First Blog - Commenting and Reviewing
Commenting with Adobe Acrobat
Welcome to my first blog. I am excited to be up and running and hope you will find the information valuable. Most of my blogs will consist of valuable lessons I have learned from Adobe Acrobat customers over the last 13 years. I figured I would start with one of the most common questions about Adobe Acrobat: what is the benefit of using Acrobat to collaborate on documents?
Observations
Let me start with a quick observation that I have made over the past 15 years about the evolutions of document and the document review process. When I first got into the industry, many organizations had dedicated resources focused on the creation, revision and management of documentation. These specialists were often professional communicators who spent a substantial amount of time creating and preparing information.

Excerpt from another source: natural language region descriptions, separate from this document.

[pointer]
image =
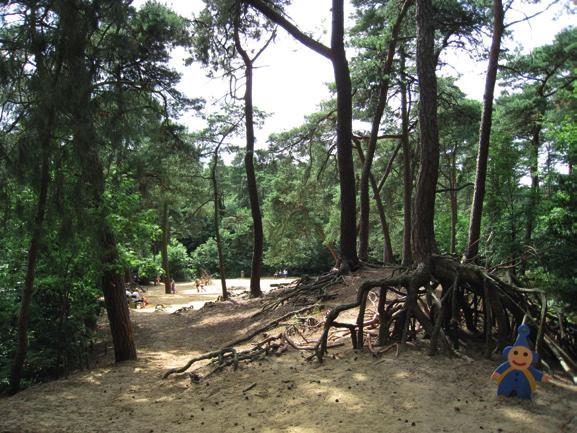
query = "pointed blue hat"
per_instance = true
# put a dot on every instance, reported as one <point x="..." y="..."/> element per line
<point x="523" y="332"/>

Today, everyone is an author and a lot of the collaboration that happens within organizations has become ad-hoc. Now, just about everyone has a word processor and email on their desk. This increases the proliferation of documents and the amount of versions floating around. If one forwards a document to 15 colleagues to get feedback, assuming everyone sends back their comments at relatively the same time (and we know how often that happens), you will end up with 16 versions of the document.
While many of us have created methods for managing these various revisions (public_contract.1.2c.9.doc, public_contract.1.2c.9b.doc), keeping track of the right version and the most up-to-date information has become increasingly burdensome. It doesn’t take a big stretch of the imagination to see how this could quickly become complex and difficult to manage.
Adobe Acrobat can help simplify and mitigate many of the issue, but it is not the solution for every document collaboration and revision issue. Here are some suggestions about how you can leverage Adobe Acrobat to help minimize revision management:
- Control the modification of documents. It is simple, reduce the number of people that modify documents and you will reduce the number of revisions introduced into the process. By distributing a digital facsimile, instead of the source document, you have better control over any changes introduced into your document.
- Restrict changes to your documents. Adobe Acrobat supports security setting allowing a user to comment on documents without having the ability to modify it. This can be useful for documents such as legal agreements where it is important to prevent unwarranted modifications.
Here are some helpful tips that will help you determine if Acrobat is a good fit for your collaborative review process:
- Does the collaboration process require documents from different applications?
- Determine what constitutes a new version of a document.
- Do the individuals involved in the review process co-author, approver or provide feedback?
- Who owns the process of updating the information?
- Between revisions, do users need to see each other’s feedback?
- Do you need to collaborate with users from other departments or outside of your organizations?